Le requérant soutenait qu’en soumettant à l’impôt de solidarité sur la fortune (ISF) le constituant ou le bénéficiaire réputé constituant d’un trust irrévocable et discrétionnaire à raison des biens placés dans ce trust, alors qu’il en est dépossédé et qu’il n’en dispose plus, les mesures législatives contestées méconnaissaient le principe d’égalité devant les charges publiques.

Le Conseil constitutionnel juge que la présomption de rattachement au patrimoine du constituant des biens ou droits placés dans un trust, ainsi que des produits qui y sont capitalisés, est fondée « sur des critères objectifs et rationnels en fonction de l’objectif de valeur constitutionnelle de lutte contre la fraude et l’évasion fiscales » que poursuit le législateur.
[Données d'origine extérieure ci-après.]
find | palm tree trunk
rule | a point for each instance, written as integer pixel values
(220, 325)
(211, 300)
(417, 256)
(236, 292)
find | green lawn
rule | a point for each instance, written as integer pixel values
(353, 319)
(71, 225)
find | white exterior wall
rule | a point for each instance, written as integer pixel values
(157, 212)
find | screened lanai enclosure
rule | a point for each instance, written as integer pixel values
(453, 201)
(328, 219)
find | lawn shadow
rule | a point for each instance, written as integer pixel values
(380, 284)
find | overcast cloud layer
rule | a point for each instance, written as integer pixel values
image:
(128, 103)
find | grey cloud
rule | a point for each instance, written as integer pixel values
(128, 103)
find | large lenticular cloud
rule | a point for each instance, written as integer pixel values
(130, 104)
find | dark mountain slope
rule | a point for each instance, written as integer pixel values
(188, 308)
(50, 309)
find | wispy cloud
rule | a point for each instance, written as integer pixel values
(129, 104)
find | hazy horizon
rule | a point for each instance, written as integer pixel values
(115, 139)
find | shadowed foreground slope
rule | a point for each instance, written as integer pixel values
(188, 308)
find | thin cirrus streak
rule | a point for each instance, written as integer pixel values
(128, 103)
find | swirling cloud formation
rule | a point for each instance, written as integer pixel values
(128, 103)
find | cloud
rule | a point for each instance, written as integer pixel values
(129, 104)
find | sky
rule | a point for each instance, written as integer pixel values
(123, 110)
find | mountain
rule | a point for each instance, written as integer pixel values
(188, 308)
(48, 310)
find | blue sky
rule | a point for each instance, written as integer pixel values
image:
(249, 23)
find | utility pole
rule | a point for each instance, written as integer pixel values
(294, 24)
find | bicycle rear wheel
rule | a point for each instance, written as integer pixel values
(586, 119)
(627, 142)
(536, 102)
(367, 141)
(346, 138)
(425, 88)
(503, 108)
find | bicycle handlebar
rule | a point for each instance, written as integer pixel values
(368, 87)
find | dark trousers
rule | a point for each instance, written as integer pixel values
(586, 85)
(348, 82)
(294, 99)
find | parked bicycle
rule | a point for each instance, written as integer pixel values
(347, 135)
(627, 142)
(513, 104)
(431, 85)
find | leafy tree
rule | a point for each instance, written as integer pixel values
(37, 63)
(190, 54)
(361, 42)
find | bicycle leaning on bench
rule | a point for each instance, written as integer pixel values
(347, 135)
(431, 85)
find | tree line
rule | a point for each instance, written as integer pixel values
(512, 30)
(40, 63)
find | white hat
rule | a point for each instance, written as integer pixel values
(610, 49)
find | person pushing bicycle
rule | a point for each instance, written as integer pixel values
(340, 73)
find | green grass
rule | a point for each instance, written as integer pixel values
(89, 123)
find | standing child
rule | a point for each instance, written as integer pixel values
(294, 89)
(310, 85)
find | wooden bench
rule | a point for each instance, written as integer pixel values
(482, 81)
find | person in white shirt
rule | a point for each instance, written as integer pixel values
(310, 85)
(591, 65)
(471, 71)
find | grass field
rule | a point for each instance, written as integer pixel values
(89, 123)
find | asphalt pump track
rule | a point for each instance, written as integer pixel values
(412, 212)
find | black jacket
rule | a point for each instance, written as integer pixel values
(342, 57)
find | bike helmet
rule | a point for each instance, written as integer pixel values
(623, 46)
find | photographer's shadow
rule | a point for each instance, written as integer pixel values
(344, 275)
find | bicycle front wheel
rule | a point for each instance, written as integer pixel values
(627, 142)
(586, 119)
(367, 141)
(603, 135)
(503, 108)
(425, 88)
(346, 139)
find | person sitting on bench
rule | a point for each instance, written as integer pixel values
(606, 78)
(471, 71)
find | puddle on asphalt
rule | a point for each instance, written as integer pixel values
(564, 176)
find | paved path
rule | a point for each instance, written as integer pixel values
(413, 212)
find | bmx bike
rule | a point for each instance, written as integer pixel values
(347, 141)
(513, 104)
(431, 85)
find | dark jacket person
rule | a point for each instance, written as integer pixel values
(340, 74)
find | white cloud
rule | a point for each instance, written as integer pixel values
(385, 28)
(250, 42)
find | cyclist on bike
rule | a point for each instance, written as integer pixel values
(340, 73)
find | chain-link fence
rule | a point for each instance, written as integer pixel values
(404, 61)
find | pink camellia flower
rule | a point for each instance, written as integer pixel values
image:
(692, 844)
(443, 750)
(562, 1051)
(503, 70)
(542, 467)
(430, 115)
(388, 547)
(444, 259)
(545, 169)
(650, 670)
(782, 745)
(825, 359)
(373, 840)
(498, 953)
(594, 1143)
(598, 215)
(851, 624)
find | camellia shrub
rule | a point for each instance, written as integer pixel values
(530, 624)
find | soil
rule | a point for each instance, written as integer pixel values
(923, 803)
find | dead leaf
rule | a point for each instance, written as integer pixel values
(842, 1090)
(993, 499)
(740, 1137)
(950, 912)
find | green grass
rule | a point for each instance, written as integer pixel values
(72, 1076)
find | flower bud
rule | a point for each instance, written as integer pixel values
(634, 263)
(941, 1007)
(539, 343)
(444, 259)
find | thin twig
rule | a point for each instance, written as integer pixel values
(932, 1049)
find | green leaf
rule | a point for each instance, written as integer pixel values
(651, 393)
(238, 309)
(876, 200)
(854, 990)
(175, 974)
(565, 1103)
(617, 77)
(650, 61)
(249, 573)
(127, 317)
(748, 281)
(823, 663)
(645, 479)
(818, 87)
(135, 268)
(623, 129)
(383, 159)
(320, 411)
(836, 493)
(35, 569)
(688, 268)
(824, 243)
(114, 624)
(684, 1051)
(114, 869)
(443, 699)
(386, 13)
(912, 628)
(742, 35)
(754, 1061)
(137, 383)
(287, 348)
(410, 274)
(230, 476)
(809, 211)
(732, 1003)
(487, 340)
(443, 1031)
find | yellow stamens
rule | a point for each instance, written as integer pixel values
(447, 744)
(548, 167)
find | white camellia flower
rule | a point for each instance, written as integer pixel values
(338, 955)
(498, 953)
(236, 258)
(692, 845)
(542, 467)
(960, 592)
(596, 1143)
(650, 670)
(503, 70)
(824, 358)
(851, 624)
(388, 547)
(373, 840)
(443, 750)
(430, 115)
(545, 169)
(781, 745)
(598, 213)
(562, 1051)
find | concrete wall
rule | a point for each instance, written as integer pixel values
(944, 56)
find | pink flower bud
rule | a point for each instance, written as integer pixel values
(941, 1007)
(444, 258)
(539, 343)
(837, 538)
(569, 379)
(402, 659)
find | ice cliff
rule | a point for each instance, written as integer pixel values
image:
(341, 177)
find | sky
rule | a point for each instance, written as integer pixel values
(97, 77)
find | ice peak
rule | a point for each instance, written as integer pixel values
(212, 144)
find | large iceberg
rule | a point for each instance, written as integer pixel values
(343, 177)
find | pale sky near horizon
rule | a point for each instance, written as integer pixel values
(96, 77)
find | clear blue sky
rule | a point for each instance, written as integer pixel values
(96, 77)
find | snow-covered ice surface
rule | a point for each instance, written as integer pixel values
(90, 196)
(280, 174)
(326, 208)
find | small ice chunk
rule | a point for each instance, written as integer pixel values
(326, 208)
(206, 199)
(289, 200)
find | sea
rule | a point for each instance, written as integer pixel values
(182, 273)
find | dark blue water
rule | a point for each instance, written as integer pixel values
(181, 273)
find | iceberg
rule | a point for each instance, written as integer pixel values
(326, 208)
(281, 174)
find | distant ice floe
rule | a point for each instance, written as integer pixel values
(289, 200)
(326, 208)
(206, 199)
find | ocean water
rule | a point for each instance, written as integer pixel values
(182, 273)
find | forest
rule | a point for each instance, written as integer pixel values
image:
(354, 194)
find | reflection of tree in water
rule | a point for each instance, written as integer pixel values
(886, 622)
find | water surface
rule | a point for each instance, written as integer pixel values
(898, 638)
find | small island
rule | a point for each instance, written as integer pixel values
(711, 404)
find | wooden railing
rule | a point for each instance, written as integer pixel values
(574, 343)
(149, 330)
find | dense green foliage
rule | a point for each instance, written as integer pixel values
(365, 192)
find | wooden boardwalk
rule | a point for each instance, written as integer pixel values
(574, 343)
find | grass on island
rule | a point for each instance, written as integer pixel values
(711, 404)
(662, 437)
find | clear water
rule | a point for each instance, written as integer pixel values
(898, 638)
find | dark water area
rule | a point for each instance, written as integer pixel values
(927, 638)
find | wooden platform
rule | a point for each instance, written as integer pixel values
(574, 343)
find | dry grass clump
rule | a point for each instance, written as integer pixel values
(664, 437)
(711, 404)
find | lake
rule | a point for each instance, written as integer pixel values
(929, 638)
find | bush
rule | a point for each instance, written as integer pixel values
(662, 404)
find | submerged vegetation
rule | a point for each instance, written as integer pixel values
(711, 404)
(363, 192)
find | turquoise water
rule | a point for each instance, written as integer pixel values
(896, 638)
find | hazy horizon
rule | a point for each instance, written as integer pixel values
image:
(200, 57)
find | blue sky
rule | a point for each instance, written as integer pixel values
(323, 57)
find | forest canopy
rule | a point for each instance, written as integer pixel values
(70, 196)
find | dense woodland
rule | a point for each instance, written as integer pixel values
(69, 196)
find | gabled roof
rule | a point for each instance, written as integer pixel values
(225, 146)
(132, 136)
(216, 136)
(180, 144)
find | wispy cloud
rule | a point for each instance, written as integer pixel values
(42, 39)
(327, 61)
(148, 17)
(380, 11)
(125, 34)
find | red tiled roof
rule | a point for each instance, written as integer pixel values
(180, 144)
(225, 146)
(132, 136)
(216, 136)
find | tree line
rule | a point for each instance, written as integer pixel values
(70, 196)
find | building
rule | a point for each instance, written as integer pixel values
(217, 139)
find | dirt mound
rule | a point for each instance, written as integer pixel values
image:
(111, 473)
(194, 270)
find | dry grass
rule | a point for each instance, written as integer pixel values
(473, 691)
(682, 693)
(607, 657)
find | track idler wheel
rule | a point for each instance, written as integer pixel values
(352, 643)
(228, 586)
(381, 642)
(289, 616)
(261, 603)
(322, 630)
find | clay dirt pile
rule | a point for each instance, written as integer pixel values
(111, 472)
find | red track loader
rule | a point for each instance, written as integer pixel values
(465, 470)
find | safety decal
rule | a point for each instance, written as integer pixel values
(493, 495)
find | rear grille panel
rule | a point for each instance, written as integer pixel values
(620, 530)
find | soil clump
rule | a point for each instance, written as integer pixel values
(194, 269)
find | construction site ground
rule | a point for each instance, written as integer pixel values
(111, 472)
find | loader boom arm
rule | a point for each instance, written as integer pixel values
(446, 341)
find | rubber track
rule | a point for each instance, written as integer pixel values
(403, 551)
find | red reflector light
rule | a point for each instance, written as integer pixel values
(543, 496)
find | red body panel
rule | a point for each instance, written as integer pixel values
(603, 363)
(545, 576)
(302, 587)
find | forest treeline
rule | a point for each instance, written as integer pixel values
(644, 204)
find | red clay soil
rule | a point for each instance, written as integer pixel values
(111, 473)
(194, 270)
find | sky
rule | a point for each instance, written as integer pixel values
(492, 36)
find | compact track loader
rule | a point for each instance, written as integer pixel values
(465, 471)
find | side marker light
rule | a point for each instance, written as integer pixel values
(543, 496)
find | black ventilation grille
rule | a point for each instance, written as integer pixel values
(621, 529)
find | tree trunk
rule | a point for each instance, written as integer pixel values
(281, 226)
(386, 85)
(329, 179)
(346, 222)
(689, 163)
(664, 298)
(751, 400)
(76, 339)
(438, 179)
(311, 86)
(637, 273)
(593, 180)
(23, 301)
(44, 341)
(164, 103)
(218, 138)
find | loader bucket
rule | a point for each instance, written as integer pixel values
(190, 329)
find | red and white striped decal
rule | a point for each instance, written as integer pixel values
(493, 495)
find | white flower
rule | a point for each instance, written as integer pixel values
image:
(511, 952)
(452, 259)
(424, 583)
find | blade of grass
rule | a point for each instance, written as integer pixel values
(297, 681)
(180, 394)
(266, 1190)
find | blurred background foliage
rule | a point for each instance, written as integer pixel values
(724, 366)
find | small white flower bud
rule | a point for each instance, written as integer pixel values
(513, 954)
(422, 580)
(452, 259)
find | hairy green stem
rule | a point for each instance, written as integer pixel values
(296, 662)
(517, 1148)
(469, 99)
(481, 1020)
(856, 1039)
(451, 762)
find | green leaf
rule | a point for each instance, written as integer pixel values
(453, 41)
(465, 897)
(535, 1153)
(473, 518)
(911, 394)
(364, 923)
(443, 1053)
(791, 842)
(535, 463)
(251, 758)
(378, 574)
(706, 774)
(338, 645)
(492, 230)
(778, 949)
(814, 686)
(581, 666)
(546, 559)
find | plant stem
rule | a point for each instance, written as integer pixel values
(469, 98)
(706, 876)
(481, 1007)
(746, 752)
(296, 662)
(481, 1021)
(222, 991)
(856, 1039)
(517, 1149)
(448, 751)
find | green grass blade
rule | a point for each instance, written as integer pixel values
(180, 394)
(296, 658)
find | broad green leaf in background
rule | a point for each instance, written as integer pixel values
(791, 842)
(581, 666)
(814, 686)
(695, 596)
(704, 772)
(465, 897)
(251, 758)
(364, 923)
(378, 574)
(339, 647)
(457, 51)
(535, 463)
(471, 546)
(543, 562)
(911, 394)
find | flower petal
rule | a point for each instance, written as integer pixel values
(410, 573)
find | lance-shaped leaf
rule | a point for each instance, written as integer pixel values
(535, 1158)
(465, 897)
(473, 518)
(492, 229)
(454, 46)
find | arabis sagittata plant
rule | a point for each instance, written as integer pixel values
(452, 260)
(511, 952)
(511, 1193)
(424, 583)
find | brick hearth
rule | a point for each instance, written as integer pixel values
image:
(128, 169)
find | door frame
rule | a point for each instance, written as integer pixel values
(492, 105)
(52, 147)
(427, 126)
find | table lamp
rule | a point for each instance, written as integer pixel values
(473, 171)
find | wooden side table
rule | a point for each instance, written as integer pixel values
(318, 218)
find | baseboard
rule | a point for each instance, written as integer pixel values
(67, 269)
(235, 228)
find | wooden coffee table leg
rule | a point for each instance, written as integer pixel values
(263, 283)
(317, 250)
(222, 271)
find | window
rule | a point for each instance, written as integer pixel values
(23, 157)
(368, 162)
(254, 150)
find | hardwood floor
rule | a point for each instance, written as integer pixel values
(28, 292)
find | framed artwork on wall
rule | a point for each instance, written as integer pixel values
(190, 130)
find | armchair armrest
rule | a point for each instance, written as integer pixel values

Toutefois, le Conseil constitutionnel émet une réserve d’interprétation permettant aux constituants du trust de renverser la présomption de rattachement à leur patrimoine en démontrant « que les biens, droits et produits en cause ne leur confèrent aucune capacité contributive, résultant notamment des avantages directs ou indirects qu’il tirent de ces biens, droits ou produits », ajoutant que « cette preuve ne saurait résulter uniquement du caractère irrévocable du trust et du pouvoir discrétionnaire de gestion de son administrateur ».

Le Conseil constitutionnel décide que sous la réserve précédemment énoncée, les dispositions contestées sont conformes à la Constitution.